Bild: Hat viel zu sagen, wenn man sich auf ihre Kunst einlässt: Magda Krawcewi…
Hamburg taz | Magda Krawcewicz ist eine leise Künstlerin. Und leise
Positionen haben es schwerer. In der Welt da draußen, die ja oft eine laute
ist, heutzutage, aber halt auch auf dem Kunstmarkt. [1][Magda Krawcewicz]
ist keine, die sich aufdrängt; dabei hat sie uns viel zu sagen. Zumindest
jenen, die bereit sind, sich in der Kunst auch dem Gedanken an das
Vergängliche auszusetzen. Und den emotional schwierigen Momenten, dem
Alleinsein, der Melancholie, der eigenen Verletzlichkeit. Das will nicht
jeder.
Die 1978 in Polen geborene Hamburgerin ist nicht leicht einzuordnen. Sie
ist Malerin, Zeichnerin, aber auch Bildhauerin, wandert virtuos zwischen
den Disziplinen, erschafft Porzellan-Skulpturen und Werke auf Papier,
arbeitet mit Tinte und Aquarell, und alles greift irgendwie ineinander und
geht ineinander über.
Dabei ging es in ihrer Ausbildung an der Hamburger Hochschule für
Angewandte Wissenschaften noch viel um Fotografie. Danach verdiente sie
jahrelang als Produktfotografin ihr Geld und verbrachte vor allem die
Abende und Wochenenden im Atelier. Heute kann sie von ihrer Kunst leben.

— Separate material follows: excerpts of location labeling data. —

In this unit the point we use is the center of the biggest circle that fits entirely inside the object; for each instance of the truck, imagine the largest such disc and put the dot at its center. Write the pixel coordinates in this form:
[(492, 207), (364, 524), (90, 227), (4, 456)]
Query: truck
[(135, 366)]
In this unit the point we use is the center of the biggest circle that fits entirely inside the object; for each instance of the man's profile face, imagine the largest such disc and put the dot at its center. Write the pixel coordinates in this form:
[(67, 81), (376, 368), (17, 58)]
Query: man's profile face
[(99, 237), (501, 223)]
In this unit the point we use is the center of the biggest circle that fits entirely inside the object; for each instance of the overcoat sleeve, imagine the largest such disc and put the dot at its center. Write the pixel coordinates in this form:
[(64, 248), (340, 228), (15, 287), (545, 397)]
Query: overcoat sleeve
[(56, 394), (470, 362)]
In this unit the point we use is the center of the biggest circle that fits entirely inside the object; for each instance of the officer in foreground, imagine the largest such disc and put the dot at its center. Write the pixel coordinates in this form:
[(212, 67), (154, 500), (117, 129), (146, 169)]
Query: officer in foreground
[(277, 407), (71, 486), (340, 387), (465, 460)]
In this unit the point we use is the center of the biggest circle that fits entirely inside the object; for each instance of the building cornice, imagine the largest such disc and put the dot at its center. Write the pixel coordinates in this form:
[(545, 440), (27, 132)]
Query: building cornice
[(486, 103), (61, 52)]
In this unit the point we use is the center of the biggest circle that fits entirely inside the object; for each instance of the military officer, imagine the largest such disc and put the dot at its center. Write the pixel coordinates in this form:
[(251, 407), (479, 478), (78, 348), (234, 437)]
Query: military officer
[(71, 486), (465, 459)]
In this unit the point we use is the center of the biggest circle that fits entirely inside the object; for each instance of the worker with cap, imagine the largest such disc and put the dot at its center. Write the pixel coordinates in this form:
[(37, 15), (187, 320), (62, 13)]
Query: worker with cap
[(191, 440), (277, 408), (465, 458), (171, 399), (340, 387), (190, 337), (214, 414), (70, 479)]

„Viele Künstler wollen schon ganz jung einen Namen haben, eine Marke sein,
etwas zu sagen haben“, sagt Krawcewicz – „aber war ich da schon so
gereift?“
Sie will auch gar nicht leicht einzuordnen sein. „Ich möchte mich nicht
wiederholen“, sagt sie über sich. Und auch nicht nur einfach nur einen klar
umrissenen Markenkern pflegen, der von allen Kunstkonsument:innen
leicht wiederzuerkennen ist und der sich womöglich einmal als erfolgreich
entpuppt hat.
## Kunst als Zufluchtsort
Im Grunde erscheint ihre Kunst oft eher wie das Nebenprodukt einer
Erfahrung, die sie selbst gerade macht. „Ich will mich selbst am Prozess
des Machens erfreuen“, sagt die Künstlerin dann. Zugleich ist ihre Kunst
auch ein Zufluchtsort, für sie selbst. Und Kunst geht eben immer, gerade
wenn man in ihr so vielfältig arbeitet wie sie, und seien es auch nur
kleine Zeichnungen, während man sich nebenbei um seinen kranken Vater
kümmert. Eine existenzielle Erfahrung in einem existenziellen Werk.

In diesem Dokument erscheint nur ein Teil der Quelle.